3.3 Compute Management

What is it?

Being in control over the compute platform is crucial to have the right capacity at the right time. Therefore it is required to collect performance and capacity measurements and use them to make your short and long term plans.

You have to collect certain metrics to understand the installed capacity and how that is actually used. From an energy efficiency point of view you should collect these metrics:

  • Utilization of processor, memory and network

Does a server has space left? On virtualization hosts this is often based on available memory. Do you know why you bought that server with the fastest quad-core processor? And do you know how  much of that processing power is actually used? Without these kinds of metrics one can never decide if a new server is needed and what kind of sizing it should have.

  • Utilization of local disks or remote storage

Disks are kept separate from the metrics above as many servers today have a local disk for the operating system.

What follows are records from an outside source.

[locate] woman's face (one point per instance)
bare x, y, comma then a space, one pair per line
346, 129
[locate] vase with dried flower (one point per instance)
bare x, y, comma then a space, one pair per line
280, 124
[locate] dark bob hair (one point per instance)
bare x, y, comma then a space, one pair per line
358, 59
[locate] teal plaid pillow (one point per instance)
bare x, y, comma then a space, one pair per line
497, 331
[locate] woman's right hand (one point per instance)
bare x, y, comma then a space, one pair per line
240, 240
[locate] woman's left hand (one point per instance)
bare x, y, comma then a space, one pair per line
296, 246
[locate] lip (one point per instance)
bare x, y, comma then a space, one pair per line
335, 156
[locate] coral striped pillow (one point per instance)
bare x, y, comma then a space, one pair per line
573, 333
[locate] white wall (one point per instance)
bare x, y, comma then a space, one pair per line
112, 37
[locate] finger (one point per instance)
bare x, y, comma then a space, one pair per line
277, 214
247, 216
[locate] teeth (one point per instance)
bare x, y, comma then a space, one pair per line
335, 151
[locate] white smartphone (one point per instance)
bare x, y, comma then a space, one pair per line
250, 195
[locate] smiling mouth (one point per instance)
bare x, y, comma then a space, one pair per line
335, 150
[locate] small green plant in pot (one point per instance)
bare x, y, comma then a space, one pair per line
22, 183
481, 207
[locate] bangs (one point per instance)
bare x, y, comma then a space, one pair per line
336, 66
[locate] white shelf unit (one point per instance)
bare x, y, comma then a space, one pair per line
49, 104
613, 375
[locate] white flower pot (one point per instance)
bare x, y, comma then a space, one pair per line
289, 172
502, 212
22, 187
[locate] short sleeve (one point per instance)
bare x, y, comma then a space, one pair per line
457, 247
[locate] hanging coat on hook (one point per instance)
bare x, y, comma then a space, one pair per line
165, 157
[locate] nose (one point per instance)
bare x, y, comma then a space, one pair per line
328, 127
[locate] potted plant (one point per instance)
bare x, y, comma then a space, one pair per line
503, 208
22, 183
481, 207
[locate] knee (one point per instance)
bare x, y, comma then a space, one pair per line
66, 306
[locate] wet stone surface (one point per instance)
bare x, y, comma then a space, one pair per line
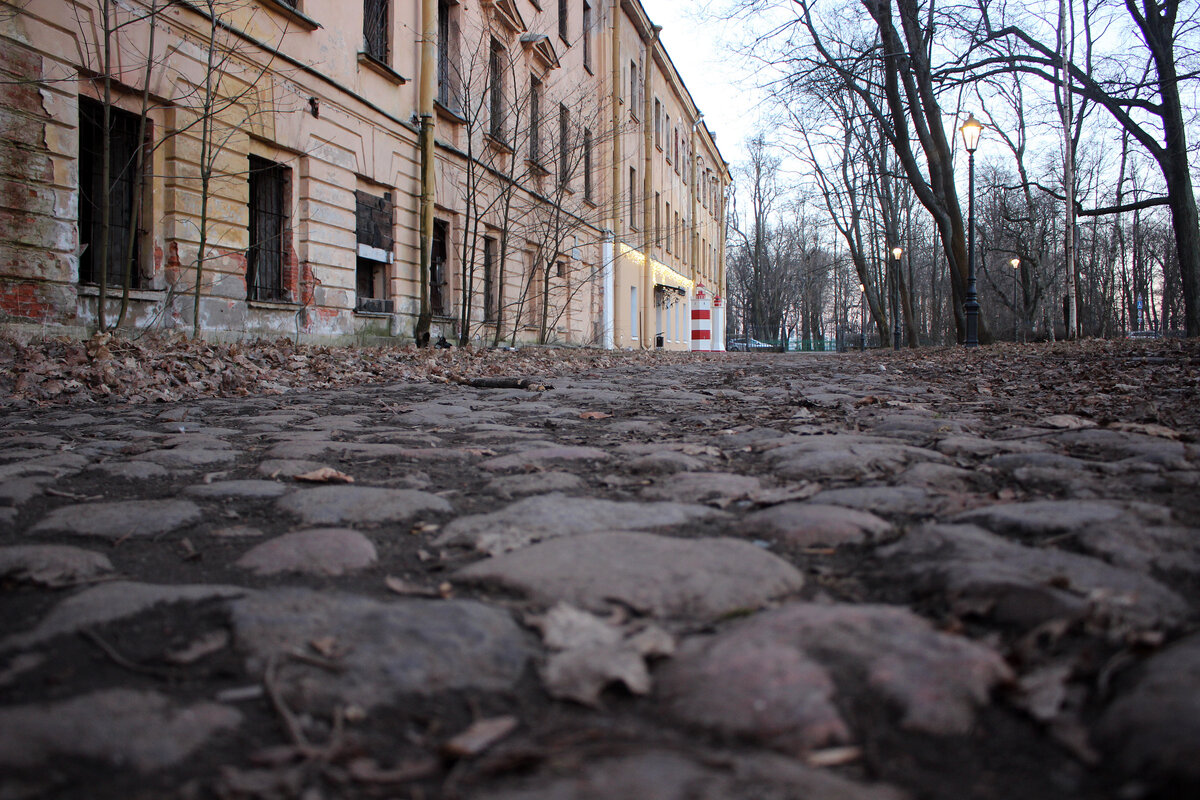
772, 576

Data is stored on a NAS, SAN or remote database. In case a local disk is used for data, monitor its capacity. And remote filesystems are worth monitoring too to understand the actual utilization of the provisioned capacity.

  • Power draw

Servers draw power and do you know how much? Can you relate server activity to power draw? Does the user of that server, or likely the application or business service that is provided by this server, pay for the energy? Do you see different power draws between similar types of servers? Having this data can help you to chargeback energy cost and to better qualify the specifications for new servers.

 

Why should you care?

Servers run the business applications and other services. And they use energy and require capacity of the cooling system. On average, servers have much more processing capacity than actually is used while they do not use much less energy under low load. Consolidating applications on a smaller set of servers will 1) reduce the required size of the data center, 2) consume less energy and 3) reduce the load of the cooling system.

 

How does it relate to the other items in the model?

Which KPI’s are directly related to this KPI?

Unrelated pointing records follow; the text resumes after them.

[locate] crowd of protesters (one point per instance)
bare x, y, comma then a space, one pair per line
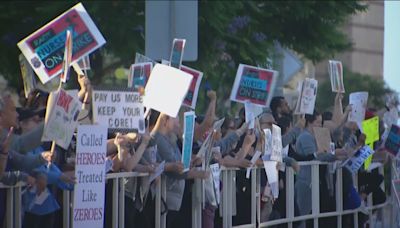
23, 157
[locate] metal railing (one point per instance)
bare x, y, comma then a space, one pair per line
227, 194
13, 217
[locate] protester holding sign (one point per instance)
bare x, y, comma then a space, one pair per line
169, 151
306, 145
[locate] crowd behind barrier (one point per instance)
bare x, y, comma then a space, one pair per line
386, 213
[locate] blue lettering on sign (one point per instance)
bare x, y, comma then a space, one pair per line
53, 44
253, 83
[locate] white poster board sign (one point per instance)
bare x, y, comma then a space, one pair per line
306, 100
358, 102
91, 147
166, 89
118, 110
193, 92
61, 118
44, 49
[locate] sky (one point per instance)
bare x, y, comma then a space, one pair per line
391, 65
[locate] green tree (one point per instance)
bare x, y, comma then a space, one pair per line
354, 82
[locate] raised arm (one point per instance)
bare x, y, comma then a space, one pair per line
208, 118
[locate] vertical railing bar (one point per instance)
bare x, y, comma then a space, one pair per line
121, 203
66, 204
10, 207
115, 203
315, 192
18, 215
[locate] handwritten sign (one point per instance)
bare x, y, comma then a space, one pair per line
191, 96
166, 89
323, 138
358, 101
335, 70
276, 153
308, 93
253, 84
355, 162
392, 143
118, 110
139, 74
178, 45
371, 129
44, 49
188, 128
61, 118
91, 147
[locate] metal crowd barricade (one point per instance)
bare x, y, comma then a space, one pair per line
13, 216
227, 178
118, 202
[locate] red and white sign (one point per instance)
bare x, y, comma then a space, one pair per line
44, 49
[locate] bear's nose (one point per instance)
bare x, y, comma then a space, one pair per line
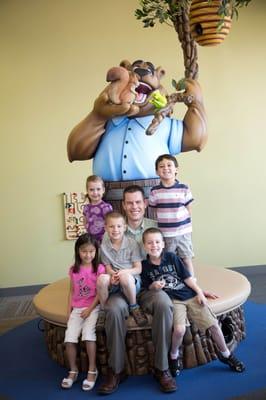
142, 71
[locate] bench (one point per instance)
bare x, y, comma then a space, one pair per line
232, 288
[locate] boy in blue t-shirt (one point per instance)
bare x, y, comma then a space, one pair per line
165, 271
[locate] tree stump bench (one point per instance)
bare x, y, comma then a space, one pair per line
232, 288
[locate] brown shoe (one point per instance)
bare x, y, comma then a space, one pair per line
111, 382
139, 316
166, 381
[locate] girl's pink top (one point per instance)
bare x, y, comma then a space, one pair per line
84, 285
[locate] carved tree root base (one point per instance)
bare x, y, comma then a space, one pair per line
197, 349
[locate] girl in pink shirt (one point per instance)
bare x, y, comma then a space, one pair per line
83, 309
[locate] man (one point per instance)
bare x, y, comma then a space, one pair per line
156, 303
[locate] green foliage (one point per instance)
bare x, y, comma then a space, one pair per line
166, 11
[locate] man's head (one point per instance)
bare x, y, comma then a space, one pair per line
134, 204
115, 225
153, 242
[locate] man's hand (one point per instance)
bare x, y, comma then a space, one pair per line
157, 285
210, 295
201, 299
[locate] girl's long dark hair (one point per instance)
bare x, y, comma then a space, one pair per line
86, 238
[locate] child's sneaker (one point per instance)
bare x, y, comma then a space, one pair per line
138, 315
175, 366
233, 362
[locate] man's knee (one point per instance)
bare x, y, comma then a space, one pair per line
162, 302
116, 306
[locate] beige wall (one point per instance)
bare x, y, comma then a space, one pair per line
55, 55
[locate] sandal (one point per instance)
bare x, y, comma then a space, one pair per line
88, 385
68, 382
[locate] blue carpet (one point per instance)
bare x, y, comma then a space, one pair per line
27, 372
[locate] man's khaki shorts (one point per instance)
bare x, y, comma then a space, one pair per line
190, 309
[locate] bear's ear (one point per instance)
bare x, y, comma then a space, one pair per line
126, 64
160, 72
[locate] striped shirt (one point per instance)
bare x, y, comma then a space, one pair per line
171, 208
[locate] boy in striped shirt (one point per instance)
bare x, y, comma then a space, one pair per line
172, 201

  • KPI x86 Asset Efficiency and RISC Asset Efficiency require this KPI to improve. In combination with the capacity management process the amount and utilization of devices can improve.
  • KPI Change and Configuration Management is supported by this KPI to record and store capacity data of the devices.
  • KPI Product Lifecycle Management requires this KPI to understand the actual utilization of the devices. It is input to determine the operational value and to learn what to do when the device needs replacement.
  • KPI Capacity Management is the process that uses this KPI as its input to understand the past, the current utilization and the future utilization considering stable development.
  • KPI Service Level Management matches this KPI to the expectations that are agreed in the service levels.